Track requests: Rate limiters take note of API clients that make requests and attributes that are specific to the clients (for example, an IP address or a userId). These specific attributes are references or keys that are used to identify clients.
Monitor usage: Depending on the rate limiting mechanism, rate limiters increase or decrease the metric that is used to determine the threshold of use. For example, within a three-hour time period, Twitter can track and increase the number of times a user makes an API request to the create tweet endpoint.
Ensure threshold compliance: Rate limiters check the threshold of use for every request made. If it has been exceeded, it blocks the request from accessing the functionality of the API endpoint and responds with a status code of 429.

Rate Limiting Algorithms

You can implement rate limiting using different algorithms based on the requirements of the rate limiter. Each rate limiting algorithm has its merits and demerits. Below are some popular rate limiting algorithms you can play around with.

Fixed Window Algorithm

In the fixed window rate limiting algorithm, the number of requests made within a fixed time period is tracked and every request increases the request count tracked. If the number requests within the time frame is exceeded, any extra request that comes in within the time frame is blocked. At the end of the time period, the request count is reset and increases for every request made.

Its mechanism is easy to understand and it’s memory-efficient. Its challenge is that spikes in traffic close to the start or the end of a time window can allow more requests than permitted.

Sliding Window Algorithm

The sliding window algorithm fixes the issue with the fixed window algorithm where spikes in traffic close to the start or end of a time window can allow more requests than permitted.

It works as follows:

It keeps a track of the timestamps of requests made in a cache.
When there’s a new request, it removes all timestamps that are older than the start of the current time window and it appends the new request’s timestamp to the cache.
If the count of the requests in the cache is higher than the threshold, the request is blocked. Otherwise, it’s allowed.

Although this algorithm is more accurate than the fixed window algorithm, it consumes more memory because of the storage of timestamps.

Token Bucket Algorithm

In the token bucket algorithm, a bucket that contains a predefined number of tokens is assigned to a user. Tokens are added to the bucket at a predefined rate, for example 2 tokens may be added every second.

Once the bucket is full, no more tokens are added. Each request consumes one or more tokens, and if the tokens are exhausted, requests are blocked until the bucket has tokens again.

The Token Bucket algorithm has the benefits of being memory efficient, easy to implement, and accurate enough to block extra requests even during a burst in traffic.

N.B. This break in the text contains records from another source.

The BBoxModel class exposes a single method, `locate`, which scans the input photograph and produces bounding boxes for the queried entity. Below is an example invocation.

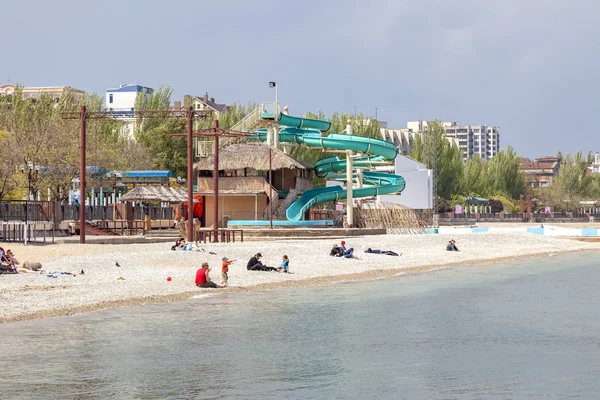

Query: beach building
[0,83,85,102]
[194,142,313,227]
[105,84,154,138]
[519,156,560,187]
[375,155,433,210]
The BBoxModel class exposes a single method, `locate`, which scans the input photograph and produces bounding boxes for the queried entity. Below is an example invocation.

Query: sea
[0,252,600,400]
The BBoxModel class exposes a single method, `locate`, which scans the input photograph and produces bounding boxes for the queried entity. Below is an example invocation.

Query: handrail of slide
[248,114,406,221]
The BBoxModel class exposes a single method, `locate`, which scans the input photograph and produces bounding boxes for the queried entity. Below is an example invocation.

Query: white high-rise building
[404,121,500,161]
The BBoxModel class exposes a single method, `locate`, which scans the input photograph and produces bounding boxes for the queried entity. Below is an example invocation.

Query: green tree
[481,146,526,199]
[460,155,487,196]
[411,120,463,199]
[553,151,593,197]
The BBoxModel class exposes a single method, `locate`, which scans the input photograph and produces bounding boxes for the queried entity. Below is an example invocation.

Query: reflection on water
[0,253,600,399]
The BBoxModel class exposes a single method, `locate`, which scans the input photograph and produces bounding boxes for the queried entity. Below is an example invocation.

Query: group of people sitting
[196,253,290,289]
[0,247,42,274]
[329,240,359,260]
[171,238,194,251]
[446,239,460,251]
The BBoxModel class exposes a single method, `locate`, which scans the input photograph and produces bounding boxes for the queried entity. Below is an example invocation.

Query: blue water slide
[252,114,406,221]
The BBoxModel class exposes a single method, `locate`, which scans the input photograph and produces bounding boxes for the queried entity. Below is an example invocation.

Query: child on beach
[279,255,290,274]
[196,262,219,289]
[221,257,235,285]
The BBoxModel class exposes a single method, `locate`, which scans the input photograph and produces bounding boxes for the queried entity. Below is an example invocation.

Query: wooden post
[79,106,87,244]
[187,106,194,243]
[213,119,219,242]
[269,147,273,229]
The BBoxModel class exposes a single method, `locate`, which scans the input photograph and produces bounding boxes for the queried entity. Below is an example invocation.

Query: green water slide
[254,114,405,221]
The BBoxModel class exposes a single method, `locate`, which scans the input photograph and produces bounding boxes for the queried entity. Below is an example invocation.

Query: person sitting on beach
[329,243,343,257]
[221,257,235,286]
[17,260,42,273]
[446,239,459,251]
[196,262,219,289]
[365,247,402,256]
[279,255,290,274]
[246,253,281,271]
[171,238,185,251]
[340,240,358,260]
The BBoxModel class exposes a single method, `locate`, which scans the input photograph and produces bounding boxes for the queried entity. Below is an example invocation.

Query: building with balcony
[105,84,154,139]
[519,157,560,187]
[0,83,85,103]
[406,120,500,161]
[183,92,230,119]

In this tutorial, we’ll use the fixed window algorithm to build a rate limiter. We’ll also battle-test it for resilience and accuracy using Artillery.

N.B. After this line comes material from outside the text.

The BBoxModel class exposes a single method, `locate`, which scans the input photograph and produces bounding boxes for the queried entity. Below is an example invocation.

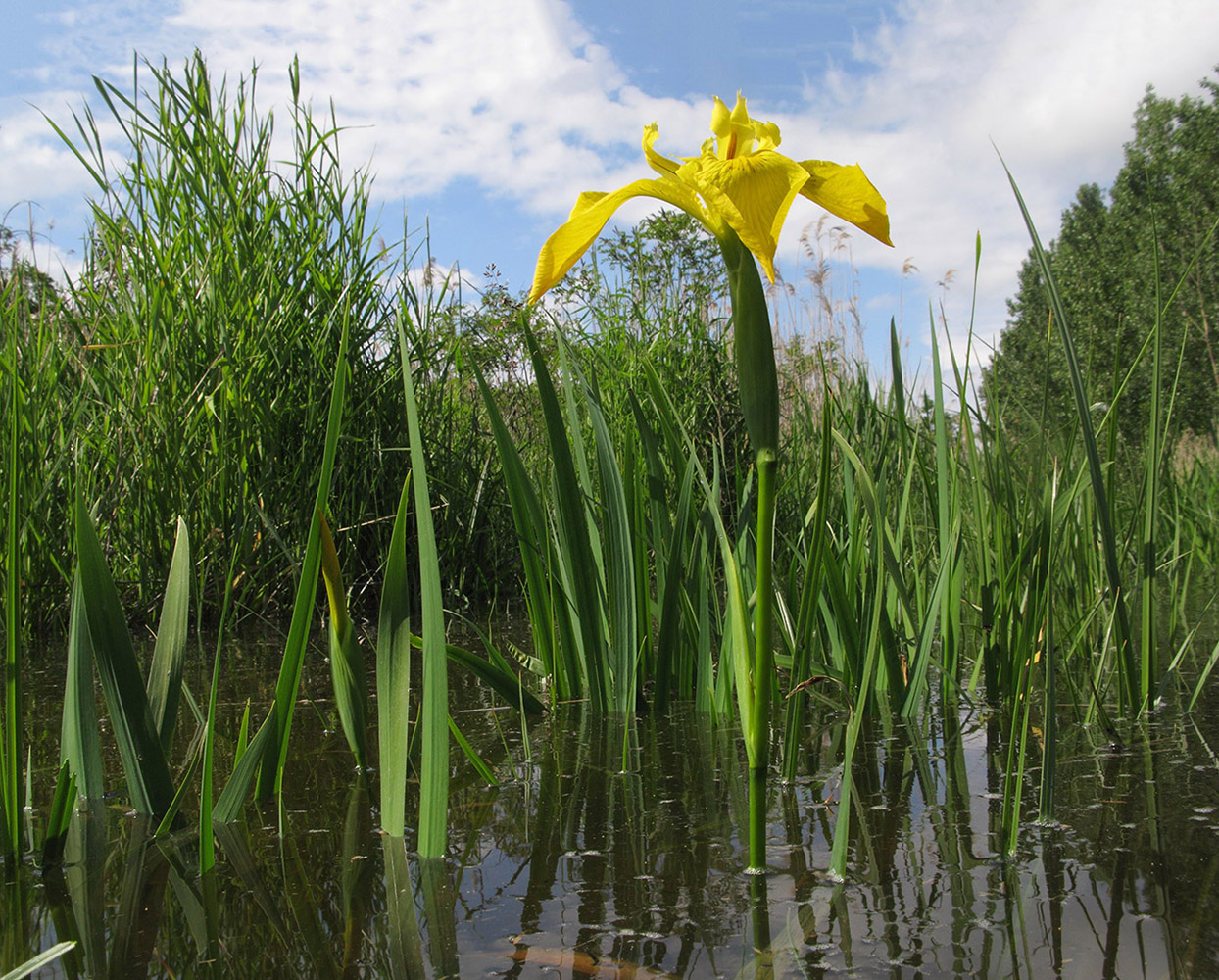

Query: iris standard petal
[800,160,894,246]
[529,179,707,302]
[692,150,808,283]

How to Build an In-Memory Rate Limiter

If you’re a backend developer, you may have noticed that users sometimes abuse the reset password API endpoint in your Next.js application. This is a cause for concern because the API endpoint makes a request to your email service provider to send an email and you get charged for it.

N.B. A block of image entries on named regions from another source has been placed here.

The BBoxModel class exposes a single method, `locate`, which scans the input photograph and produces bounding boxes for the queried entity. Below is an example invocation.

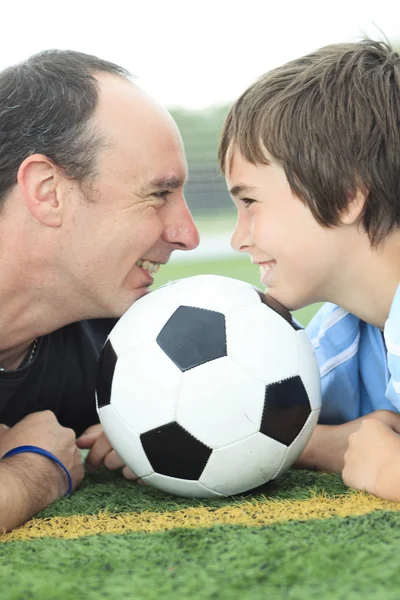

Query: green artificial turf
[0,511,400,600]
[0,469,400,600]
[34,469,347,520]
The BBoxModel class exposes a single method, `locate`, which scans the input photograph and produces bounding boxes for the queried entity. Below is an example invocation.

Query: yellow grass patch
[0,492,400,542]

Because of this, you may want to limit the requests that users make to this endpoint so that you can prevent the abuse of the API and save costs. And that’s where a rate limiter comes in.

You can get the code for this tutorial hereis tutorial here. You can clone it, install the dependencies with npm install, and run it following the instructions in the README file. You’ll need it to follow along with the rest of this article.

I built the project using Next.js and it uses the pages router. I’ve also built the rate limiter and you can find it here. You can see how to use it in the reset password API endpoint here.

It has a user interface that you can use to test the rate limiter – but let’s dive into the code first.

How The In-Memory Rate Limiter Works

To help you better understand the rate limiter, I've created this diagram. We'll walk through what's happening after:

The src/lib/server/rate-limiter.ts file exports a function called applyRateLimiter which accepts three parameters:

the request object
the response object
getOptsFn

getOptsFn is a function that accepts the request object and, when executed, returns properties specific to the request for tracking, monitoring, and blocking by the rate limiter. getOptsFn is a function and not a static object so that the specific properties of a request can be dynamically created by the request handler for each request.

src/lib/server/rate-limiter.ts also has an in-memory map called cache. cache stores the key (or unique identifier) of a request and maps it to its usage. An interval runs every minute to remove keys with expiredAt values that have passed from the cache. This helps to manage the amount of memory used by the cache.

type GetOptionsFn = (req: NextApiRequest) => {
  key: string;
  maxTries: number;
  expiresAt: Date;
};

const cache = new Map();

// clear stale keys from cache every minute
setInterval(() => {
  const currentDate = new Date();
  for (const [key, usage] of cache) {
    if (!usage) continue;

    if (currentDate > usage.expiresAt) {
      cache.delete(key);
    }
  }
}, 60000);

When the rate limiter is executed, it uses the getOptsFn to generate the following from the request:

key: The unique identifier for the request that can be used to track its usage
maxTries: The maximum number of times a request can be made within the specified time window
expiresAt: The expiry time of a time window

based on its content where it was created.

  const opts = getOptsFn(req);
  const usage = cache.get(opts.key);

  if (!usage) {
    cache.set(opts.key, {
      tries: 1,
      maxTries: opts.maxTries,
      expiresAt: opts.expiresAt,
    });

    return;
  }

The rate limiter then checks if the key of the request exists in the cache. If it doesn’t, it sets it in the cache, mapping it to the following values:

tries : The number of times that the request has been made without being blocked
maxTries: The maximum number of times that the request should be allowed within the time window without blocking
expiresAt: The expiry time of the time window

It also allows the request to continue by exiting the rate limiter through the return statement. The values set in cache will be used to determine if and when consecutive requests with the same key should be blocked or not.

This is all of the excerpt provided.